Grado con Marano e porto Nogaro chiedono i dragaggi

Vertice con, prefetti, sindaci e la Regione per evitare stop e interventi giudiziari 

il caso

GRADO

Fondi già accantonati (6 milioni di euro per la laguna di Grado e Marano e 18 per il monfalconese), delibere pronte da portare in Giunta e una bozza di protocollo d’intesa attualmente sottoposta all’esame dei diversi attori coinvolti.

Il puzzle dei dragaggi si sta componendo, accompagnato da un’azione di coinvolgimento dell’avvocatura generale, per scongiurare quei ricorsi alla magistratura che hanno purtroppo contraddistinto finora gli interventi di manutenzione dei canali navigabili della laguna e dei porti regionali, a causa di un intreccio normativo che necessità di una chiara interpretazione risolutiva.

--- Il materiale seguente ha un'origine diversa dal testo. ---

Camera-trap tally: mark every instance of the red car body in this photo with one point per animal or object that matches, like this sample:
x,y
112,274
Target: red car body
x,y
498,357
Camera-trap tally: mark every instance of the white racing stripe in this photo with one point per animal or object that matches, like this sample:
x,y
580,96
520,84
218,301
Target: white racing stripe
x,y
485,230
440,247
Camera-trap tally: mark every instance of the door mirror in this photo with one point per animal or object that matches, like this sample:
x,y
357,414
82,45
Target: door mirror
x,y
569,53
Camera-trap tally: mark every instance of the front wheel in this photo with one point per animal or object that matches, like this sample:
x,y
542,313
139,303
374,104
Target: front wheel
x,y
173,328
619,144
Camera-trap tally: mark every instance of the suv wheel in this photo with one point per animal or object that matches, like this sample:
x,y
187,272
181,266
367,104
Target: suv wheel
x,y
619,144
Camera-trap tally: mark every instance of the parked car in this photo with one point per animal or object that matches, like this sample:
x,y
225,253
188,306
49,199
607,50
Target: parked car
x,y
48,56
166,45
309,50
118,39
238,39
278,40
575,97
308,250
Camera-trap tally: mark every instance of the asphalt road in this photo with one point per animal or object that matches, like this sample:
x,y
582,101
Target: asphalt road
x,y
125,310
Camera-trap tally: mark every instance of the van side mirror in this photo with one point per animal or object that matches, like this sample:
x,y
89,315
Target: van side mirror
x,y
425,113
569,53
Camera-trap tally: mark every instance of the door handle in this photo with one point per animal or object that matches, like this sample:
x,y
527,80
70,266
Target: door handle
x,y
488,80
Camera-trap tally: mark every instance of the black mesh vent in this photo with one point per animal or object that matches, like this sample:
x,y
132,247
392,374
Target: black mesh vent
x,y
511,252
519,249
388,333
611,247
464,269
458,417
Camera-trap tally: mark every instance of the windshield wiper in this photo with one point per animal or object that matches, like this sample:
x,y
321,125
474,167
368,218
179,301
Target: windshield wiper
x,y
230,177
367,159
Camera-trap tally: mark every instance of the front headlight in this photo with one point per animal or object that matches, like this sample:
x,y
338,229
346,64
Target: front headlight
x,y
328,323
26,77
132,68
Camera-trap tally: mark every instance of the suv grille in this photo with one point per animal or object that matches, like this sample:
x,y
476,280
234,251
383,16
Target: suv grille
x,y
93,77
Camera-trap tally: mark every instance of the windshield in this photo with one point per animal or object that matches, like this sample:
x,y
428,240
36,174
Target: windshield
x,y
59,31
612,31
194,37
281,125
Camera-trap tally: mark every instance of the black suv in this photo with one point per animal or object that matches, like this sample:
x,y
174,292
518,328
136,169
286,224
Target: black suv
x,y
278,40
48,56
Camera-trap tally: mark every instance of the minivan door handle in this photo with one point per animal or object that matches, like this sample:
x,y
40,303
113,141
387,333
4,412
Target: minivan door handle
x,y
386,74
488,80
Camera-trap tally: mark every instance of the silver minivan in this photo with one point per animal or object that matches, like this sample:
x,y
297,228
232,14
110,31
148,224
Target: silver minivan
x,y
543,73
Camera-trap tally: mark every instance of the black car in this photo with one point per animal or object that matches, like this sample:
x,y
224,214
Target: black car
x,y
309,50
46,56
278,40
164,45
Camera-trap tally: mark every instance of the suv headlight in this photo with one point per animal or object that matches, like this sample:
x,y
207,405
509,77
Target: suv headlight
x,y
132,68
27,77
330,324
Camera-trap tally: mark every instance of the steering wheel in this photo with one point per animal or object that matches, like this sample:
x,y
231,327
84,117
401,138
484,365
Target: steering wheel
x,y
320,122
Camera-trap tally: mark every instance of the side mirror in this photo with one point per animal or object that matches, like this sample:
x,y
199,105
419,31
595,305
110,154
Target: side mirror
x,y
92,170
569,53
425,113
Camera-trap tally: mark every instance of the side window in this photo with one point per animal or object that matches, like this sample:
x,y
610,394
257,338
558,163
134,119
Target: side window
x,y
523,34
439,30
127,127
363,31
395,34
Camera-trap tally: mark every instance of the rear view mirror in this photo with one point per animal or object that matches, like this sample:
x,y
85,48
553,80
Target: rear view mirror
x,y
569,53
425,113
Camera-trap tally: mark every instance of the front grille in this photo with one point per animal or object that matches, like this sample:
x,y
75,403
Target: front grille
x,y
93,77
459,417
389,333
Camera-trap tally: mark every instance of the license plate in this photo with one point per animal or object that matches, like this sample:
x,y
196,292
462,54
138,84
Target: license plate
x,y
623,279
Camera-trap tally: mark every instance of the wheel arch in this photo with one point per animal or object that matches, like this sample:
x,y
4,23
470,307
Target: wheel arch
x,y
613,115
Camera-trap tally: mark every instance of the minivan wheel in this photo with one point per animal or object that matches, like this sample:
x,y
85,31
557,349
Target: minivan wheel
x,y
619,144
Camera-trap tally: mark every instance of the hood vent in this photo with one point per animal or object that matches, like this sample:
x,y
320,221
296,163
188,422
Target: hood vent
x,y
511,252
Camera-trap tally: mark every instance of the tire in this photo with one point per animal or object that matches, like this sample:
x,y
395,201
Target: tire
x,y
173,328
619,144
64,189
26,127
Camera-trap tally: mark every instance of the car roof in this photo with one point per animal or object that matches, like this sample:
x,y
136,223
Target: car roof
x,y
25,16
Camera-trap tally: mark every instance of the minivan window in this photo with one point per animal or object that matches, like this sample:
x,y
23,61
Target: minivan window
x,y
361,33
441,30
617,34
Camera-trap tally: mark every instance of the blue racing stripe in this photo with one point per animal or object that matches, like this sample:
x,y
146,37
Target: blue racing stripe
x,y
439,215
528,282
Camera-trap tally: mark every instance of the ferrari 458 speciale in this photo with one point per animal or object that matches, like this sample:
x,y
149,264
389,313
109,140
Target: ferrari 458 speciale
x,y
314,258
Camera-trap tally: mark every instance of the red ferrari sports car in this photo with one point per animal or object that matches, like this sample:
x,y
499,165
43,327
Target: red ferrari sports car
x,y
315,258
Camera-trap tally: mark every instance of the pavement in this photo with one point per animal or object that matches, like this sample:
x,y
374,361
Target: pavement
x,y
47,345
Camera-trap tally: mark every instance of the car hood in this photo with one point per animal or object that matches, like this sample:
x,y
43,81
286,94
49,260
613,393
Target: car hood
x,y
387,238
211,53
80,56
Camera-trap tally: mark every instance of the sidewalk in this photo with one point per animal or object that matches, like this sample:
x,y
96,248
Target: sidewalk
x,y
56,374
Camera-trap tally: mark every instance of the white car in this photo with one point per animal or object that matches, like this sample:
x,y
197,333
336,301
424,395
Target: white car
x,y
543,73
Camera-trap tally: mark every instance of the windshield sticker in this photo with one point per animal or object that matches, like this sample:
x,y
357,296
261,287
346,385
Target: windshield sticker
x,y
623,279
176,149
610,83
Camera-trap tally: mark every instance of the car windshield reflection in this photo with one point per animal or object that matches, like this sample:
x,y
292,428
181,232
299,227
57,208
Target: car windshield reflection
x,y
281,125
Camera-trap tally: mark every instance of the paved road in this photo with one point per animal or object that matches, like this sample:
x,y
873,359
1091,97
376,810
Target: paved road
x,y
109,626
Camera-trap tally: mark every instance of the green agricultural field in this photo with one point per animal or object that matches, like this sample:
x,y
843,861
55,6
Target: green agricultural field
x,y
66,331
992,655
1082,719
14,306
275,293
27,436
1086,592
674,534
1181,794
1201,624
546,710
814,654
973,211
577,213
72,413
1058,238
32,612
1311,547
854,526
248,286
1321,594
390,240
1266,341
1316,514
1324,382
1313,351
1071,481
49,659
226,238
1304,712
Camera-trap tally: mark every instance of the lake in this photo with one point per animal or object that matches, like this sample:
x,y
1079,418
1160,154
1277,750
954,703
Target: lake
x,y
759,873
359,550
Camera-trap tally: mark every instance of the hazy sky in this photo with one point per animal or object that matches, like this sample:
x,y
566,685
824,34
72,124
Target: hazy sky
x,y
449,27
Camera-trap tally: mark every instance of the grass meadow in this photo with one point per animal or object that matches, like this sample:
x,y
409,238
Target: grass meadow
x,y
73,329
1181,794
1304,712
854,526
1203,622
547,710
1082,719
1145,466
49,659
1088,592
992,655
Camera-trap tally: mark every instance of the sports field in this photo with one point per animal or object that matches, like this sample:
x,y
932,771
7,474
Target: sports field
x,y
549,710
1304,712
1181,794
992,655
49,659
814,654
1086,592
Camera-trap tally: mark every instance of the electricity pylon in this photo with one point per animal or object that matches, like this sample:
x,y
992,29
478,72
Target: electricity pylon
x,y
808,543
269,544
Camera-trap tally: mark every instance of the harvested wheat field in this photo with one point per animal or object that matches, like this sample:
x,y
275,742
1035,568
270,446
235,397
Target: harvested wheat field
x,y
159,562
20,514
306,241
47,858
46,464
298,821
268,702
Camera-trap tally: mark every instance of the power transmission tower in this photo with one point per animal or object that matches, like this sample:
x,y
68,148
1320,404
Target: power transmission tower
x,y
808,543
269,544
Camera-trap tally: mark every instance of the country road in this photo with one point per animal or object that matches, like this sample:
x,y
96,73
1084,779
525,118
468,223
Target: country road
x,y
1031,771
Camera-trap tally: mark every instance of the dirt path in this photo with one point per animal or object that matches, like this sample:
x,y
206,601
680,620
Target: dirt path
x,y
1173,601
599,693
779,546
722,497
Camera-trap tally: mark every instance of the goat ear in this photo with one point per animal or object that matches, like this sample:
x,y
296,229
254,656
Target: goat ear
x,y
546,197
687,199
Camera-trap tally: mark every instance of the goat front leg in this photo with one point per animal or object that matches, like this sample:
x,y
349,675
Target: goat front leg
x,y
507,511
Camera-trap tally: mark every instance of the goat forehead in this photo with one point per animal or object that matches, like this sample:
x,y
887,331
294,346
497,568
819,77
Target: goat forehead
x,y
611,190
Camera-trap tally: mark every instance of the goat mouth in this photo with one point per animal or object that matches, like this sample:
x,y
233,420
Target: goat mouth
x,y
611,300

Un ragionamento, questo, emerso chiaramente ieri mattina a Udine, nell’auditorium della sede regionale, dove si è svolto un incontro con Regione e territorio convocato dai Prefetti di Udine, Massimo Marchesiello e di Gorizia, Raffaele Ricciardi, con l’assessore all’ambiente Fabio Scoccimarro, la Capitaneria di Porto di Monfalcone, con il comandante Giovanni Nicosia e l’Ogs di Trieste con Paola Del Negro.

A rappresentare le istanze del mondo economico la presidente di Confindustria, Anna Mareschi Danieli, che ha indicato con un semplice dato – 1 milione 400 mila tonnellate movimentate – il “peso” economico di Porto Nogaro e di come l’esigenza (7 le navi incagliate negli ultimi anni) di dirottare gli scali su altri porti (Capodistria e Chioggia) rischi di comportare un’emarginazione dell’approdo friulano, con tutte le evidenti conseguenze economiche. Per il territorio sono invece intervenuti Mauro Popesso, sindaco di Marano Lagunare (che ospita la settima flotta in Italia per numero di pescherecci), «portavoce – ha detto – di quella che ormai è vera e propria rabbia per la mancanza di una soluzione», il sindaco di Grado, Dario Raugna, il quale ricordando che in gioco c’è «la tenuta socio economica di interi territori», ha chiesto chiaramente a tutti gli attori «ognuno per la propria competenza di attivarsi perché il quadro normativo non sia più così confuso» e il vicesindaco di Lignano Sabbiadoro, Alessandro Marosa in rappresentanza – ha detto – dell’entroterra, del comprensorio delle marine di Lignano e Aprilia Marittima e degli operatori della nautica, «un vero e proprio moltiplicatore economico» messo al palo dall’attuale situazione.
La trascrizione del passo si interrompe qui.